I need to write a routine that tests
the irreducibility of a polynomial over Fp,
(where Fp is the finite field with p
elements and p is a prime).

It should take as input: p,the polynomial
and its degree.

It should return TRUE if the polynomial is
irreducible over Fp and FALSE if it's not.

I can use the theorem below:

The polynomial x^(p^n)-x is the product of
all monic irreduble polynomials over Fp,
of degree that divides n.

So, any ideas?
Thanks in advance for your time!

 

[geor]

Anything?..
Anybody?...

 

[HallsofIvy]

How large is p expected to be? With a computer, the brute force method of trying each integer, n, less than p to see if it makes the polynomial equal to 0 shouldn't be too bad.

 

[geor]

Well, it's more for the sake of the problem..
Mathematical languages like Maple, already have
routines for that.

 

[matt grime]

Well, use the theorem you were given - write a program to calculate gcds. If for example, you had to test a degree 5 poly, and you worked out the gcd with (x^p)^n - x, then what are the possible degrees of answers?
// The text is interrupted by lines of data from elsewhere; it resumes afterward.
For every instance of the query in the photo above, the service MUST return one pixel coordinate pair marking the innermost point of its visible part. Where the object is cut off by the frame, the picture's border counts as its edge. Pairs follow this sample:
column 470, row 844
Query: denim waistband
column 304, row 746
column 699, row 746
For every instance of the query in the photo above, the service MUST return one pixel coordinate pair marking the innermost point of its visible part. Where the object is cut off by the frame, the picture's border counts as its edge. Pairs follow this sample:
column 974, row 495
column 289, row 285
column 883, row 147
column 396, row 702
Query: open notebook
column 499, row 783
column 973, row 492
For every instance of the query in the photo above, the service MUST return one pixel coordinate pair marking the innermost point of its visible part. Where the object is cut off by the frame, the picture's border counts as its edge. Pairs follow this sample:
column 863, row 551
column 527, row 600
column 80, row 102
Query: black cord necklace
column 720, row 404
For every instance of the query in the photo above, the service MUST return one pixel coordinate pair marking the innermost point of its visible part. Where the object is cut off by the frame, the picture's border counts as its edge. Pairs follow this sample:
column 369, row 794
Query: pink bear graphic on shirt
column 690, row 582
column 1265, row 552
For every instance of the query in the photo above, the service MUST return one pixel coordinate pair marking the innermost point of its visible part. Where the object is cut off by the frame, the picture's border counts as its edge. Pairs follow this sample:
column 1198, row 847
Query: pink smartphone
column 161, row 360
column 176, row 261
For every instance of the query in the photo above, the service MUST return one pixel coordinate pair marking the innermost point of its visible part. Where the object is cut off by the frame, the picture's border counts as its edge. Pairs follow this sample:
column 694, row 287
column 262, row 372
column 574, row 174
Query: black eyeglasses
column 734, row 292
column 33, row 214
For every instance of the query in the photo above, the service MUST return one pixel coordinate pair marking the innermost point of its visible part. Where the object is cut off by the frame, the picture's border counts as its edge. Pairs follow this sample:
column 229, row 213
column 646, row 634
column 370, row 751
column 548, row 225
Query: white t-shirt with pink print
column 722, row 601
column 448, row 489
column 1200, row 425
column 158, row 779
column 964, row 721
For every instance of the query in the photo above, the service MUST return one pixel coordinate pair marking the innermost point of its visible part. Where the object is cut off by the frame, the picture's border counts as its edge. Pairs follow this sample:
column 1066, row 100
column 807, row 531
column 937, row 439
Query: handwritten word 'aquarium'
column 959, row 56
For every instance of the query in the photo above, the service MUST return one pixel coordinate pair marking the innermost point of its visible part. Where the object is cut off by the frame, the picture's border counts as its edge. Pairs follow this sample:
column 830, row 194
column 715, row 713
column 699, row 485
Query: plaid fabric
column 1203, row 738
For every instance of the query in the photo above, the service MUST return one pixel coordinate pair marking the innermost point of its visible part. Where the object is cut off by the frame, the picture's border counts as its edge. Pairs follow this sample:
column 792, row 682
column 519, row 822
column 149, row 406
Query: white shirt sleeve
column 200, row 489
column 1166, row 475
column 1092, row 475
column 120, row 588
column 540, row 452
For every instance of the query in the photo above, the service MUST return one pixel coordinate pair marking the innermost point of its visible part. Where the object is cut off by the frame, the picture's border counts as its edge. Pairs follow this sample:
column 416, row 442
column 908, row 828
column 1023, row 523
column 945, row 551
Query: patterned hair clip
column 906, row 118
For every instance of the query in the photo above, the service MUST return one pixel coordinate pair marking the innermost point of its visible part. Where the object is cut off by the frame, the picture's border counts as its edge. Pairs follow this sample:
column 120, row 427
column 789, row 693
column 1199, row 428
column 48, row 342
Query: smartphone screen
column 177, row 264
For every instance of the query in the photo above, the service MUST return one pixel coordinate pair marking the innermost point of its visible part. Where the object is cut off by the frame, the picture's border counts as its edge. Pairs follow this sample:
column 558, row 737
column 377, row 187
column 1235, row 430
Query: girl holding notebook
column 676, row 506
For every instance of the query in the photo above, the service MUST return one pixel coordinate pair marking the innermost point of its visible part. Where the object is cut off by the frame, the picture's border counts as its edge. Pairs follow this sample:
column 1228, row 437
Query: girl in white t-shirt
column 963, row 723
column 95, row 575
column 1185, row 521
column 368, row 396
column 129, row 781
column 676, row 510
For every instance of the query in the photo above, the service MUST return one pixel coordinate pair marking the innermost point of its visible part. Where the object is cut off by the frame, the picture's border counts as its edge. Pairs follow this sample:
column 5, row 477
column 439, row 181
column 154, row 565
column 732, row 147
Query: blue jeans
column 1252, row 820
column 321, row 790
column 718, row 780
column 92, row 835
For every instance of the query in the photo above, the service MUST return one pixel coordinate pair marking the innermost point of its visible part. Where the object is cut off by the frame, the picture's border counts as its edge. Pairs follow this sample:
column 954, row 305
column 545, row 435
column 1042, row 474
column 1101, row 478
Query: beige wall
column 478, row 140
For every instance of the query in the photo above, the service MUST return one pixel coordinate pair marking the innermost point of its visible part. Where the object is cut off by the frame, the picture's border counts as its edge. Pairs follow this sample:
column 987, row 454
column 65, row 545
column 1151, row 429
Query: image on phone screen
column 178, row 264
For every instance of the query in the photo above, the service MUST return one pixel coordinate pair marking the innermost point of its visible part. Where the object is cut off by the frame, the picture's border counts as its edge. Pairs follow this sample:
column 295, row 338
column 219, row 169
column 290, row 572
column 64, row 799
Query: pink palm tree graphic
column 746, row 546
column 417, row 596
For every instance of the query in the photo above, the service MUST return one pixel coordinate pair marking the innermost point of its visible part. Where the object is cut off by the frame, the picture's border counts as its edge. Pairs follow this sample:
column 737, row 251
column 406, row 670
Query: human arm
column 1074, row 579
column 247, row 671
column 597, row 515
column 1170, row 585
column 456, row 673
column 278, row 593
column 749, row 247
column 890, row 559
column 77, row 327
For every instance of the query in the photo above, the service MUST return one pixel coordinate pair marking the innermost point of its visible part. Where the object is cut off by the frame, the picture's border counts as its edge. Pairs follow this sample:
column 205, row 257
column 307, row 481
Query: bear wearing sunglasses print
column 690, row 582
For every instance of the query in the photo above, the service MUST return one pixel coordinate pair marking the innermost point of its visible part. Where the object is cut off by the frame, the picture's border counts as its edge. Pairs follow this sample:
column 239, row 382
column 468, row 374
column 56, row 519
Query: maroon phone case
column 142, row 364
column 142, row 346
Remember, you don't need to find the factors, but just find the degrees of the irreducible factors.

Now, take the example above. Suppose n=>5. If f has degree 5, and gcd(x^p^n - x,f) =f, then what does this tell you about the degrees of the factors of f? Well, they must divide n, and sum to 5. What choice of n would be good to give you information?

I'm trying to find a way to prod you in the right direction, but it's hard because it seems obvious to me what you need to do, and I can't find the hint that doesn't just give it away straight away. Surely it should be clear from the fact that you've been given that theorem, that you should test a poly by taking lots of gcds. So just think about how knowing gcds gives you info about the degrees of the factors of f.